According to the YouGov survey, only 4% said they found exercise fun. Young women and young adults were more likely to exercise to change their body shape than to stay healthy. Almost a third of 18 to 24-year-olds would, apparently, do more exercise if they were told they looked fat or if they fancied someone at the gym! A mere 13% of men and 7% of women said keeping a healthy heart was their main motivator.

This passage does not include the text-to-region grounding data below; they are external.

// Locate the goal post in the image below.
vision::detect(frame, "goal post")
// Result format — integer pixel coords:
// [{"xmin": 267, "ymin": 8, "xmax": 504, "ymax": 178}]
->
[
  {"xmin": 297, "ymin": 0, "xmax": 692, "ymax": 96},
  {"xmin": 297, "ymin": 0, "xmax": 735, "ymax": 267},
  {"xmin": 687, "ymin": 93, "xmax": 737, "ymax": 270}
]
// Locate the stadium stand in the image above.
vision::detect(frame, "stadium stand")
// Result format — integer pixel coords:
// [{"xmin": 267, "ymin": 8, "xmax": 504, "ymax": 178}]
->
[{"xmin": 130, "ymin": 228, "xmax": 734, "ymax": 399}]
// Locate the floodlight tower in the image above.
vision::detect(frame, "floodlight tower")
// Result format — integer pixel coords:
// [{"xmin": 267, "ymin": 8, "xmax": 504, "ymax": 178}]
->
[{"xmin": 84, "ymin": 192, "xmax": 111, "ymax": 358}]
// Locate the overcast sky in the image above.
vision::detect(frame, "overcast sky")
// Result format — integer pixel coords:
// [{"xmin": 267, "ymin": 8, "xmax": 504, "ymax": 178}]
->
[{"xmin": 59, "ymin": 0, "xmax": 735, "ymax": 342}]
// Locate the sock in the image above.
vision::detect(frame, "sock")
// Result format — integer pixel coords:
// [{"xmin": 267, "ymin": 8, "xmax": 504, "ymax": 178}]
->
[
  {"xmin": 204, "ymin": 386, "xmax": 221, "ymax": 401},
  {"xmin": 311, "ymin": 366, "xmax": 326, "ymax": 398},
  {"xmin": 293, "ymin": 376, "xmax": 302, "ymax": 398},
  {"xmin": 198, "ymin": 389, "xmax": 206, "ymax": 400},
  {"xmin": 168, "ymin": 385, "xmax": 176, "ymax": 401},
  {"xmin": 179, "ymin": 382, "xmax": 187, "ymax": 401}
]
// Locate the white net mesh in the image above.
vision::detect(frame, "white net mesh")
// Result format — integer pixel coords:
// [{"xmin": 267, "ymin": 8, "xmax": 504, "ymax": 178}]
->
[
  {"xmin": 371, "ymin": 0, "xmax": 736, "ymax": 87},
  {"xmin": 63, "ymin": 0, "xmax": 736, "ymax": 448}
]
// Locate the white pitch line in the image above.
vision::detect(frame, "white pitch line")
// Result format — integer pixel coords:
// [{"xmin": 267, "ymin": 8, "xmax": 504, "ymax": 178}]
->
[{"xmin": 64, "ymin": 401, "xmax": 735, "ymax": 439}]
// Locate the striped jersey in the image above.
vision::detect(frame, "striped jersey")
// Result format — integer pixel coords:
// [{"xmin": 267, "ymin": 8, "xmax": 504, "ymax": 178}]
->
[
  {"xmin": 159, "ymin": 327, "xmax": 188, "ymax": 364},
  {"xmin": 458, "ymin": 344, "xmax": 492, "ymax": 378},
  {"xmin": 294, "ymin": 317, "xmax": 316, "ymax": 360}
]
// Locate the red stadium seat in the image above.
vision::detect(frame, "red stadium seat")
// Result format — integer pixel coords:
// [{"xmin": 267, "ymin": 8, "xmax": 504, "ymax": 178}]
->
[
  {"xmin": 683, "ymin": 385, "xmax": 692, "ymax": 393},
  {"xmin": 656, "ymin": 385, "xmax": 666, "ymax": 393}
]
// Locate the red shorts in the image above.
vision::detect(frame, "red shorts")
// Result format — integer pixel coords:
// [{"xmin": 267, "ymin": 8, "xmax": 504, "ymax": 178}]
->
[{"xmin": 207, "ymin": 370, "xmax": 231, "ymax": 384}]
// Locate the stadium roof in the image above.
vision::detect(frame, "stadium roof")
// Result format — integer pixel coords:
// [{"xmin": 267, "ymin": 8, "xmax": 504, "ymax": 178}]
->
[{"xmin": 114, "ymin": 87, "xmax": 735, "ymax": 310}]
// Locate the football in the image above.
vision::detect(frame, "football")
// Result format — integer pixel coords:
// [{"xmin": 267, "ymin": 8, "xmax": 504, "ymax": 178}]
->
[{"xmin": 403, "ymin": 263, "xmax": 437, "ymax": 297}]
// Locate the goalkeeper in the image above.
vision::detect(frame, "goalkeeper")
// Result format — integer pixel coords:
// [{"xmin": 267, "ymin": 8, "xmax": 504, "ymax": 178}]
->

The British Heart Foundation, which is launching a campaign to encourage people to up their heart rate for 30 minutes a day, says that someone dies every 15 minutes as a direct result of physical inactivity. Dr Mike Knapton, director of prevention and care at the BHF, said:
"With our busy lifestyles and labour-saving devices we've stopped getting the exercise our bodies desperately need. For many people, exercise has become an ugly word, something to avoid at all costs - but you'd be amazed how easy it is to up the tempo of your heartbeat. Just 30 minutes a day will do you and your heart the world of good." The government recommends a minimum of 30 minutes of moderate-intensity physical activity five times a week. Dr David Haslam, clinical director of the National Obesity Forum, said ; "Children instinctively exercise when left to their own devices, but they don't because they're stopped from doing that by the school curriculum and parents scared of child abductors and murderers lurking on every corner. So, if it doesn't become a habit, you're not going to work hard to go against the tide and introduce it as an adult." He added that exercise could be incorporated into everyday life.